Contrastive Credibility Propagation for Reliable Semi-Supervised Learning
Brody Kutt, Pralay Ramteke, Xavier Mignot, Pamela Toman, Nandini Ramanan, Sujit Rokka Chhetri, Shan Huang, Min Du, William Hewlett
TL;DR
This work tackles the reliability gap in semi-supervised learning by introducing Contrastive Credibility Propagation (CCP), a framework that iteratively refines transductive pseudo-labels using credibility vectors to handle label noise and data variability. CCP unifies pseudo-labeling with a generalized, softly supervised contrastive loss and an outer SEAL-inspired loop to mitigate instance-dependent errors, enabling robust performance across few-label, open-set, noisy-label, and class-misalignment scenarios. The approach is complemented by a KL-divergence based subsampling strategy and a structured training pipeline to build a final classifier after iterative refinement.

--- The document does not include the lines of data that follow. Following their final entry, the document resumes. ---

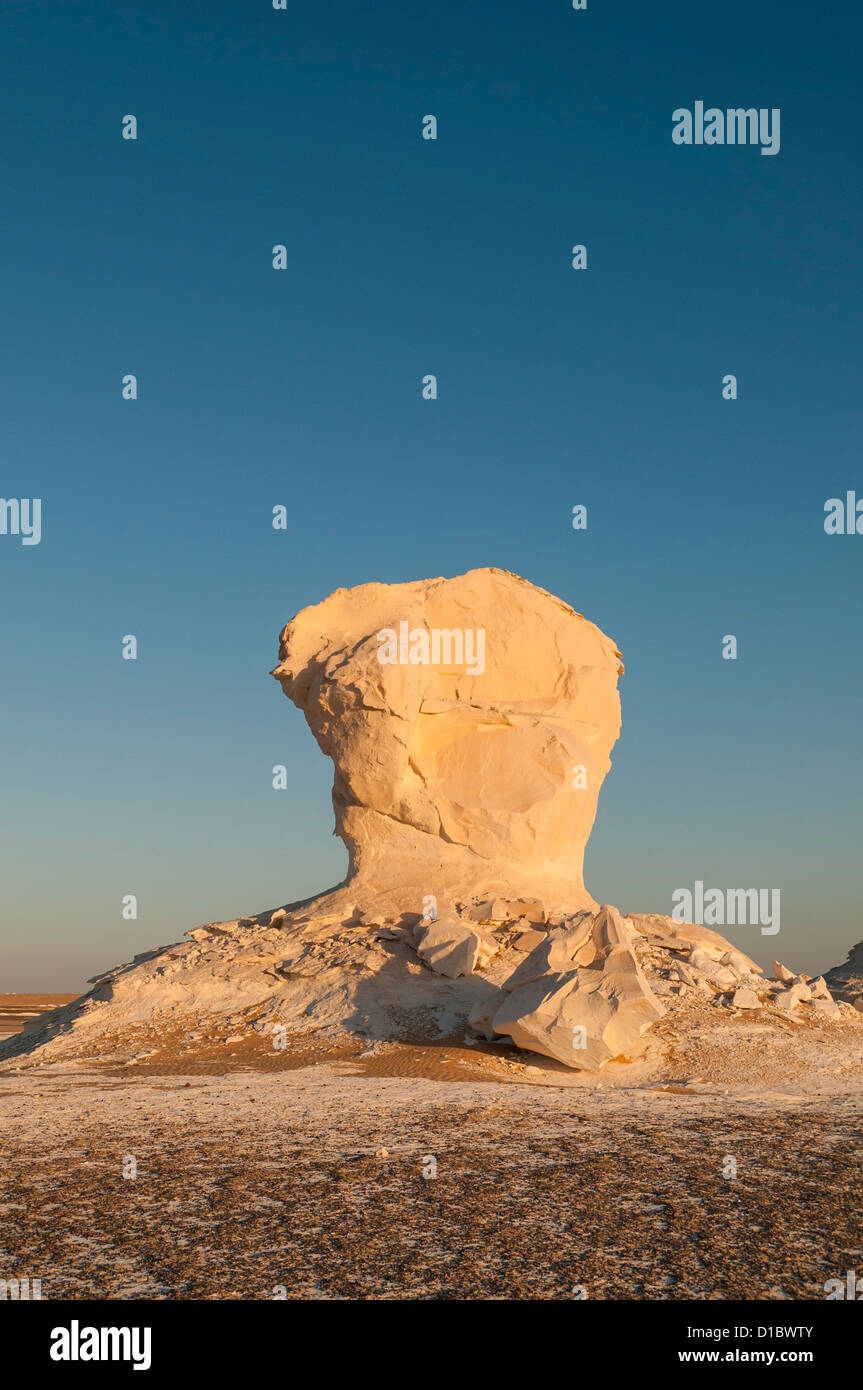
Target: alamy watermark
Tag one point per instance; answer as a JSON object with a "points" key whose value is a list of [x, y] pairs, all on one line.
{"points": [[735, 125], [21, 516], [728, 906], [432, 647]]}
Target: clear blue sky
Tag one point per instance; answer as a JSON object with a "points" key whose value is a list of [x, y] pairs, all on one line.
{"points": [[556, 387]]}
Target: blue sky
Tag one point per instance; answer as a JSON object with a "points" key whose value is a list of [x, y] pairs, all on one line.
{"points": [[556, 387]]}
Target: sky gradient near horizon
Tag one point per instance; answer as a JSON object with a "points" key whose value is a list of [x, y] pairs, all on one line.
{"points": [[303, 387]]}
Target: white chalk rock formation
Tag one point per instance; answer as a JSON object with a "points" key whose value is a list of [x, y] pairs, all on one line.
{"points": [[470, 723], [452, 948]]}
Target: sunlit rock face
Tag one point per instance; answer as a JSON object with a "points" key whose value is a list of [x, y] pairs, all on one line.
{"points": [[470, 723]]}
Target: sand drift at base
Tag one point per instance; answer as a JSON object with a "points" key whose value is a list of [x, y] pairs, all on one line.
{"points": [[467, 770]]}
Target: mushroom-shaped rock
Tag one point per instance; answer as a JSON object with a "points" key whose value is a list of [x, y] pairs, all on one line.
{"points": [[470, 723]]}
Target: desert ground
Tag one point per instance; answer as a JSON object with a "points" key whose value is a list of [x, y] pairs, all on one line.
{"points": [[341, 1169]]}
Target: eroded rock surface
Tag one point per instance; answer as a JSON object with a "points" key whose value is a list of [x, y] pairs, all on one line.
{"points": [[470, 723], [466, 786]]}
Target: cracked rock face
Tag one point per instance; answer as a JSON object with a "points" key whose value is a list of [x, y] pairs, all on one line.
{"points": [[470, 723]]}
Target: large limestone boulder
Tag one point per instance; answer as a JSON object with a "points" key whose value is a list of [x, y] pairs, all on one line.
{"points": [[581, 995], [452, 948], [470, 723]]}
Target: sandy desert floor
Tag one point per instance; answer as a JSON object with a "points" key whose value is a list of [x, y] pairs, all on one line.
{"points": [[300, 1175]]}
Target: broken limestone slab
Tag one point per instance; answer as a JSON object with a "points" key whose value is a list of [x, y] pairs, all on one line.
{"points": [[528, 940], [450, 948], [826, 1007], [584, 1016], [745, 1000]]}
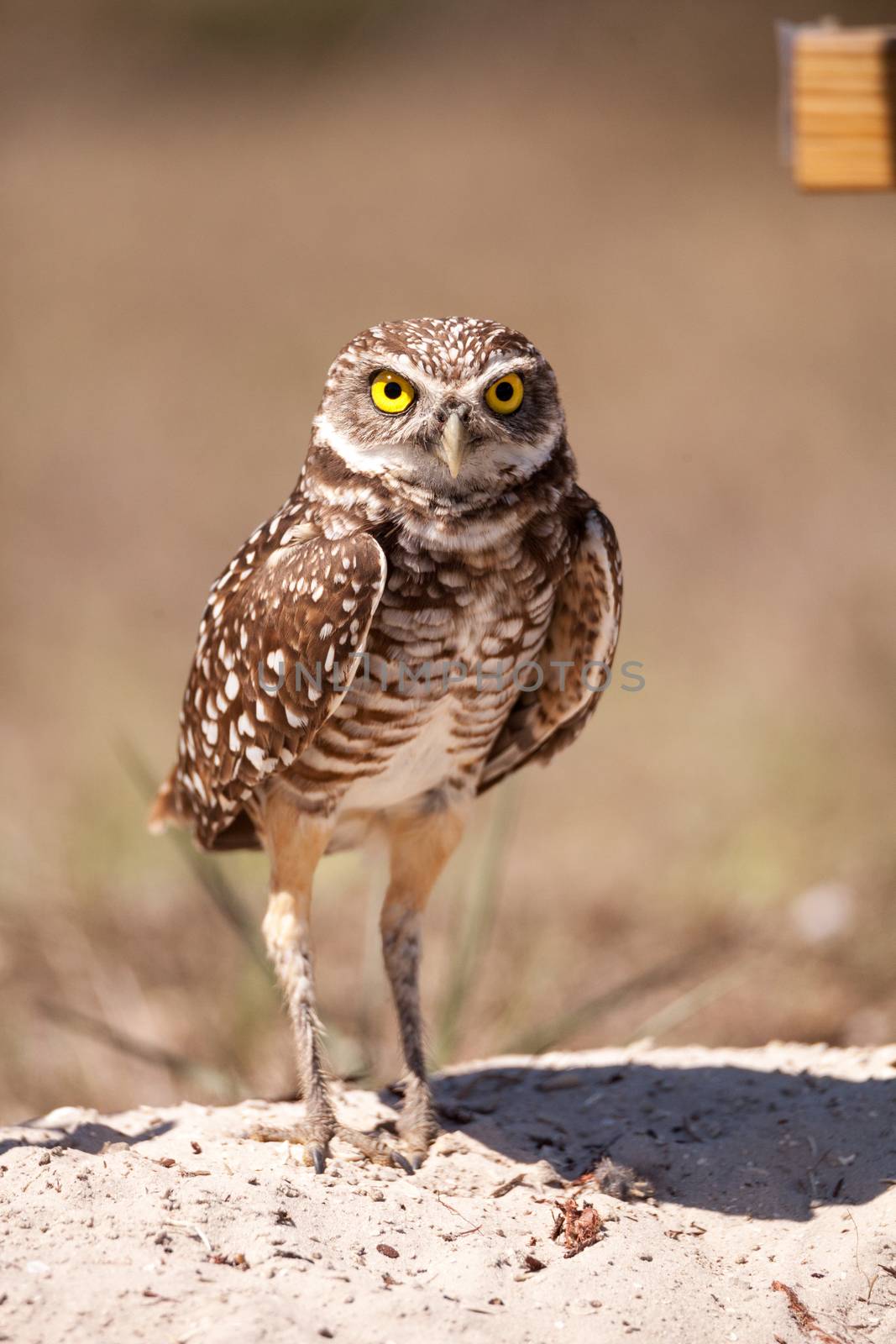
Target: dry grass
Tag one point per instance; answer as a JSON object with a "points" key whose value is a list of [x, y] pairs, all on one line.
{"points": [[184, 253]]}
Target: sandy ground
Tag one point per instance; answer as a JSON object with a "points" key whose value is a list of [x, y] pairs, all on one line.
{"points": [[770, 1167]]}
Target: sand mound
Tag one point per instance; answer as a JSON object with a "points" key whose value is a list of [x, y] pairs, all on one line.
{"points": [[773, 1214]]}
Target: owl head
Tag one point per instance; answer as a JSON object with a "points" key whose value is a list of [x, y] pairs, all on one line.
{"points": [[452, 405]]}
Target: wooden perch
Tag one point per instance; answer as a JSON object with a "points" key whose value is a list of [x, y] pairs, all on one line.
{"points": [[840, 107]]}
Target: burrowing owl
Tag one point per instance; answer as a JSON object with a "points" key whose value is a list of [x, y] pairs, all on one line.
{"points": [[434, 605]]}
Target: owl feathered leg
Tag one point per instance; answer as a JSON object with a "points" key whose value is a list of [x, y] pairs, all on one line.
{"points": [[421, 844], [296, 842]]}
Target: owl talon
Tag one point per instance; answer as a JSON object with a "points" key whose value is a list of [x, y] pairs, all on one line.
{"points": [[315, 1156]]}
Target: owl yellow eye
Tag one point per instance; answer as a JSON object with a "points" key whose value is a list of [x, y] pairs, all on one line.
{"points": [[391, 393], [506, 394]]}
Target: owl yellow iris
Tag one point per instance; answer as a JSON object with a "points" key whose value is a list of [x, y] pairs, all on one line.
{"points": [[506, 394], [391, 393]]}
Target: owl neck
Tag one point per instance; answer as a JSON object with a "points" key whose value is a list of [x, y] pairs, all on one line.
{"points": [[376, 499]]}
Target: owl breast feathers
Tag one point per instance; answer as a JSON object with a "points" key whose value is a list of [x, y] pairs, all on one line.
{"points": [[436, 604]]}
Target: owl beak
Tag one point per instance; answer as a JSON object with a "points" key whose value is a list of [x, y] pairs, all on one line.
{"points": [[454, 444]]}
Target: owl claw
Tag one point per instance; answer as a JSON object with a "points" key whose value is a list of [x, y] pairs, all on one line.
{"points": [[316, 1158]]}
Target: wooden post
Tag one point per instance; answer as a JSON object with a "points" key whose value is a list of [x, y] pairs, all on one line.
{"points": [[840, 107]]}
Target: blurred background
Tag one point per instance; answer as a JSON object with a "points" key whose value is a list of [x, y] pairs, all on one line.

Empirical results on CIFAR-10/100 and text datasets show CCP consistently outperforms or matches a supervised baseline across five realistic data-variable settings, highlighting its practical value for practitioners facing uncertain data quality.
Abstract
Producing labels for unlabeled data is error-prone, making semi-supervised learning (SSL) troublesome. Often, little is known about when and why an algorithm fails to outperform a supervised baseline. Using benchmark datasets, we craft five common real-world SSL data scenarios: few-label, open-set, noisy-label, and class distribution imbalance/misalignment in the labeled and unlabeled sets. We propose a novel algorithm called Contrastive Credibility Propagation (CCP) for deep SSL via iterative transductive pseudo-label refinement. CCP unifies semi-supervised learning and noisy label learning for the goal of reliably outperforming a supervised baseline in any data scenario. Compared to prior methods which focus on a subset of scenarios, CCP uniquely outperforms the supervised baseline in all scenarios, supporting practitioners when the qualities of labeled or unlabeled data are unknown.